Written by Gondwana Collection | Dec 18, 2015 1:00:12 PM

Lady Juana Maria Smith loved and was loved wherever she went. Those who met her on her adventuresome path of life at the side of her beloved husband were enchanted. In South Africa her memory even lives on in the name of a fruit: the cantaloupe or rock melon is called spanspek in South Africa.

 

Lady Juana’s husband, Sir Henry Smith (who preferred to be called Harry), served the British crown at the Cape from 1828 until 1845. Eventually he became the first governor of the short-lived Queen Adelaide province in the Eastern Cape, where he and his wife enjoyed great popularity with the Xhosa as well as the Boers.
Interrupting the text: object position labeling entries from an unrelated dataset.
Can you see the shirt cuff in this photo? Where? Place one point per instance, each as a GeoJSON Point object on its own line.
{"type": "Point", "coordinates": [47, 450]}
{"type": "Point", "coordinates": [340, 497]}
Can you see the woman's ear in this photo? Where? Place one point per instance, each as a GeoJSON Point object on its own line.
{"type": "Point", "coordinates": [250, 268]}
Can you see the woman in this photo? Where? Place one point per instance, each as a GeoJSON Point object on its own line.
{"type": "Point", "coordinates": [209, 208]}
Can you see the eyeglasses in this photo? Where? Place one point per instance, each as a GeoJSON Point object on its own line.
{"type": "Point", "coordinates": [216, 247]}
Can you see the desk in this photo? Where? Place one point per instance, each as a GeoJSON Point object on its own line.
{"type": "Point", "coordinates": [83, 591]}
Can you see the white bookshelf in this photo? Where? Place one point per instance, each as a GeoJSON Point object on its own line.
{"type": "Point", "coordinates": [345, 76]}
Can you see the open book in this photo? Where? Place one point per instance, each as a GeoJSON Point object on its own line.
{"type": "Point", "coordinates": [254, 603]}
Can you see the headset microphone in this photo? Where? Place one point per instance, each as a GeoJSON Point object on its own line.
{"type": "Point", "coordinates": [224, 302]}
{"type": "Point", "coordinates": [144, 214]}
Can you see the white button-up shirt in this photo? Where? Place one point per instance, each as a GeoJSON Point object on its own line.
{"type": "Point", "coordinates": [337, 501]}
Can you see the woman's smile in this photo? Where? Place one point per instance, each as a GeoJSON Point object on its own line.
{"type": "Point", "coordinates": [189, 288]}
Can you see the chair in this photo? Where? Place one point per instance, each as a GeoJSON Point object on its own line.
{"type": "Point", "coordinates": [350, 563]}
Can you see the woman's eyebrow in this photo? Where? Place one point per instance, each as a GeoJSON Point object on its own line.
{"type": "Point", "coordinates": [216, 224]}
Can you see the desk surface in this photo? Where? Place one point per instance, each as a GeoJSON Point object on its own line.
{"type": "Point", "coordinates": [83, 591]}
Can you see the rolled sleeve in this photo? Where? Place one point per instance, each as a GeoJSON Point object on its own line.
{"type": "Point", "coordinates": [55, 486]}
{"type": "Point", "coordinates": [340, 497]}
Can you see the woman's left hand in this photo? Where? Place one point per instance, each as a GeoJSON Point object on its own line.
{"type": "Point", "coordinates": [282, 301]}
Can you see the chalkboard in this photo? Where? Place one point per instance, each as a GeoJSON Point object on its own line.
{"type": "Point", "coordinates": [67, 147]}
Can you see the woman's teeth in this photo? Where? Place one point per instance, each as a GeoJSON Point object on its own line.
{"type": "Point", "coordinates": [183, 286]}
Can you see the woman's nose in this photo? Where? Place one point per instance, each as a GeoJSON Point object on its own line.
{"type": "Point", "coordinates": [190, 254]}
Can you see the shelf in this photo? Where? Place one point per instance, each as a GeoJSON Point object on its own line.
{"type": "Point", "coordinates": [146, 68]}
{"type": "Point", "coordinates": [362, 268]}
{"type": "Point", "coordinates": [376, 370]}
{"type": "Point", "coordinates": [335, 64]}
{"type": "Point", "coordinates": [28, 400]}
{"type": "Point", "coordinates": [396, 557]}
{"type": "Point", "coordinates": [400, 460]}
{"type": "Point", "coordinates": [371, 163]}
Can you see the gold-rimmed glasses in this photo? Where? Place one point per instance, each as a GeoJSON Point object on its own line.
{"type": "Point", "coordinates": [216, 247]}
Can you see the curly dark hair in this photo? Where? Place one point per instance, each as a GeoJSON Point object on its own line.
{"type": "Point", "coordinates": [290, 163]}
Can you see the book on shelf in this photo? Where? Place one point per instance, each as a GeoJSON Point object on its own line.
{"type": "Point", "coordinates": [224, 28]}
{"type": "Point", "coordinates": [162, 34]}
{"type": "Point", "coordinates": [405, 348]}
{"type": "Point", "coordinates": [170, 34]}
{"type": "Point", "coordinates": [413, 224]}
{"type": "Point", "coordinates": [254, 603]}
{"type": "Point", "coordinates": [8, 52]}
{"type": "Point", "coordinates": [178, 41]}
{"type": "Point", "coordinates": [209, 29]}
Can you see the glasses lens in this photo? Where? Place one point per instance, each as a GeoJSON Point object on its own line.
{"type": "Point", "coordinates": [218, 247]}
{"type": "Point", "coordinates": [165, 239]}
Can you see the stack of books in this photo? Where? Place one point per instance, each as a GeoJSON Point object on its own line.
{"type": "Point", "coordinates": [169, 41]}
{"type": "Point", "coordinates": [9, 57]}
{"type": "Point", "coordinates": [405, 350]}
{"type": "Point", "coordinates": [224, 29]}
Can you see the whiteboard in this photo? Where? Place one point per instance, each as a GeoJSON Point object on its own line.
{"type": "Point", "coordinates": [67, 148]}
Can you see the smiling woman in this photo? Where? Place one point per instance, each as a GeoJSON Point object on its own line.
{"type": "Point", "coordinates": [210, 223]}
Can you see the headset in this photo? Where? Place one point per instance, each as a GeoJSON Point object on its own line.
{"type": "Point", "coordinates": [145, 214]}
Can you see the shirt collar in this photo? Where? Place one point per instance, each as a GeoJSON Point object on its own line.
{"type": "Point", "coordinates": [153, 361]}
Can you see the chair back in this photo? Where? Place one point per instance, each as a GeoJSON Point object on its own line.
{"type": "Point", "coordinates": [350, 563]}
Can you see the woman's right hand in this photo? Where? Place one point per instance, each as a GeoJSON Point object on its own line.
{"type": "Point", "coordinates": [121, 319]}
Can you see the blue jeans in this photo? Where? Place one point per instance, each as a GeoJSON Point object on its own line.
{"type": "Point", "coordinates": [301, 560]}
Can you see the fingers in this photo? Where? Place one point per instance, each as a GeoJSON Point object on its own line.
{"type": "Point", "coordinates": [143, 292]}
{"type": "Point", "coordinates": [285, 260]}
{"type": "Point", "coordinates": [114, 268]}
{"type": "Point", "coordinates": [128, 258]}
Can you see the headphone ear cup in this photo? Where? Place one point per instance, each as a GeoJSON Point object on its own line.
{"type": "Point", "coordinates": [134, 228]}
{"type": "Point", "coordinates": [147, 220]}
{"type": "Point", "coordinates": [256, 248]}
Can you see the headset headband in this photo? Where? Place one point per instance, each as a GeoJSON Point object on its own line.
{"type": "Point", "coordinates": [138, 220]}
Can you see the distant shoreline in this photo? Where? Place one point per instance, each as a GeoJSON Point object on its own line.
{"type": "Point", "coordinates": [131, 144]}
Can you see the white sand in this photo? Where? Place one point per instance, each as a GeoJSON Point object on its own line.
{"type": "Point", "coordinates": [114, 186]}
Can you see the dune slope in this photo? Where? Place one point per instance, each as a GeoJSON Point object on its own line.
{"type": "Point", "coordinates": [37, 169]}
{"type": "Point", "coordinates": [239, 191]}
Smith was then transferred to India for two years to join the First Anglo-Sikh War. In recognition of his services he was knighted after the British victory in the battle of Aliwal. In 1847 he was appointed governor of the Cape Province and returned to South Africa.

 

According to legend from the couple’s South African years Sir Harry loved bacon and eggs for breakfast. Lady Juana, on the other hand, didn’t like bacon and preferred cantaloupe melons. In the Smith household these melons were soon known as the ‘Spanish bacon’, or ‘die Spaans se spek’ in Afrikaans. Apparently this is how this particular type of melon got the name ‘spanspek’ in South Africa.

 

 

Spanspek. Photo: Gondwana Collection

 

Cosy breakfast times aside, the Smiths actually lived in rather turbulent times. Their love story began during the Peninsular War in 1812 when British troops stormed the Spanish town of Badajoz and then went on the rampage. Among the inhabitants who fled the looting and sacking were two sisters of noble birth, descendants of Juan Pons de Leon, famous for discovering Florida. The sisters sought the protection of British officers and 23-year-old Captain Smith was so smitten with the younger sister, 14-year-old Juana Maria de Los Dolores de Leon, that they were married within two weeks. Juana became a true army wife who followed her husband to every battle during the next three years of campaigning, which culminated in the Battle of Waterloo.

 

The Smiths came to South Africa in 1828. The names of several towns and places still testify to their popularity and the couple’s love for each other: Ladismith in the Western Cape Province and Ladysmith in KwaZulu-Natal are named in honour of Juana, as well as Juanasberg, an elevation in the Amatola Mountains near Hogsback in the Eastern Cape. Places named after or by Sir Harry are Harrismith in KwaZulu-Natal, Smithfield and Fauriesmith in the Free State, and Aliwal North in the Eastern Cape. Mosselbay was previously Aliwal South.

 

Lady Juana Maria Smith. Source: Harry Smith, "Autobiography", John Murray, London 1903

 

Sir Harry and his wife were ordered back to Britain in 1852. Lady Juana wept when she boarded the ship. In the years to come she declared on numerous occasions that the time in South Africa had been the happiest of her life.

 

The great love story ended when Sir Harry died in 1860. Lady Juana was laid to rest at his side, in Whittlesea in England, 12 years later. There is a Whittlesea in South Africa as well, named so by the Cape Governor of yore and his Spanish Lady.